Katherine R. Cooper’s paper, ‘“My Cruel Conscience with Sharpned Knife”: Conscience as Vessel and Vivisector in Jacob's Well and a Meditation of a Penitent Sinner’, has been published in Exemplaria, 24: 1–2 (April 2012), 12–27
Marina Cano López has recently published an article, ‘This is a feminist novel: the paradox of female passivity in Elizabeth Gaskell’s Ruth’, in The Gaskell Journal (no. 25). This paper applies Judith Halberstam's theories of passivity, as exposed in Ben Davies’s and Jana Funke’s Sex, Gender and Time in Fiction and Culture (2011), to Gaskell's Victorian novel.
Faith Acker will be presenting a paper titled ‘“Though the Butler’s dead, the keyes are left behind": Adapting and Adopting Poetical Memories of the Butlers of Christ Church, Oxford’ at the Manuscript Identities and the Transmission of Texts in the English Renaissance conference in Sheffield on May 25 and 26.

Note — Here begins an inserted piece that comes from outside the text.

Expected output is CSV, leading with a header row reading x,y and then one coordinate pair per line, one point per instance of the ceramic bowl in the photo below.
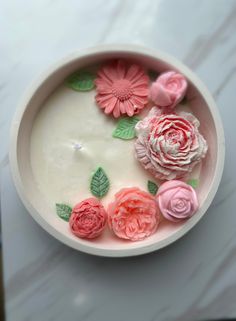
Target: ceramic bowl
x,y
202,105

Tsung-Han Tsai will be presenting a paper entitled ‘“Worse than irritated—namely, insecure”: E. M. Forster and his Late Pilgrimage to Bayreuth’ at the Royal Musical Association Annual Conference, Love to Death: Transforming Opera, which takes place in Cardiff from 31 May – 2 June.
Alumna news
Congratulations to Dr Nicola Healey whose book, Dorothy Wordsworth and Hartley Coleridge: The Poetics of Relationship, was published by Palgrave Macmillan on 5 April.